Le nouveau dessinateur
Avant, quand on associait BD et Rome Antique, on avait de suite en tête la série Alix. Avec Murena, Jean Dufaux a dépoussiéré le genre. Perdre son compère a dû être en déchirement pour l’auteur, qui devait tout de même, en sa mémoire, finir cette œuvre. Il s’est donc associé au dessinateur Theo Caneschi pour produire les derniers albums. Le grand public a découvert cet artiste italien avec la série Le Trône d’argile, publiée depuis 2006. Sur un scénario de Nicolas Jarry et France Richemond, elle raconte la fin de la guerre de Cent Ans. Le dessinateur a aussi illustré Le Pape terrible entre 2009 à 2013, une série écrite par une star de l’industrie, Alejandro Jodorowsky (L’Incal).

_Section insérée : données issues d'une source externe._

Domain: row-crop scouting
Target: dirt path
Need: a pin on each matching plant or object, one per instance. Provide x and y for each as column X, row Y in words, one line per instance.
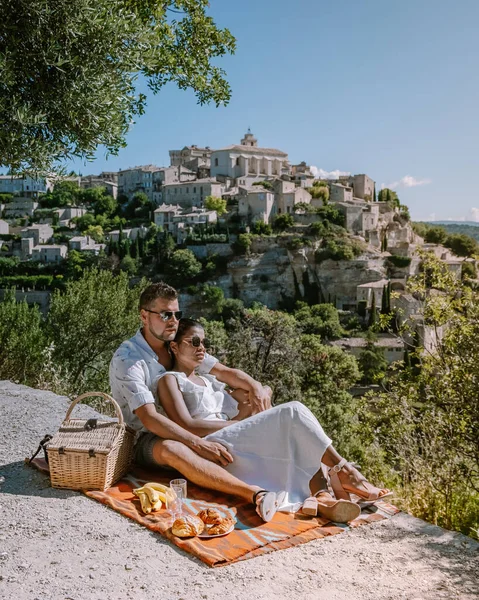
column 59, row 545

Theo Caneschi doit donc reprendre le flambeau et conclure une saga très populaire. Il est toujours difficile de poursuivre le travail d’un autre artiste. Astérix ou Black et Mortimer ne s’en sont jamais vraiment remis. Dans le cas de Murena, on peut se dire que le destin de la série est incarnée par le scénariste qui a planifié toute l’histoire. Cependant, ne pourrait-on pas dire que l’âme de la série est liée à son dessinateur ? Le défi est grand pour son successeur. Certains lecteurs ne remarquent pas la différence ou à peine. On lui souhaite bon courage, surtout dans un marché où les séries longues peinent à conserver leur lectorat. Jean Dufaux lui-même estime que l’époque n’est plus à ce format, mais ce serait dommage de se priver d’aventures qui nous accompagnent au fil des années.
Une série magistrale sur un empereur fou. Un destin tragique pour son dessinateur, dont la mémoire est honorée avec la poursuite de son travail, tel un maître de Rome qui achève les travaux pharaoniques lancés par son prédécesseur.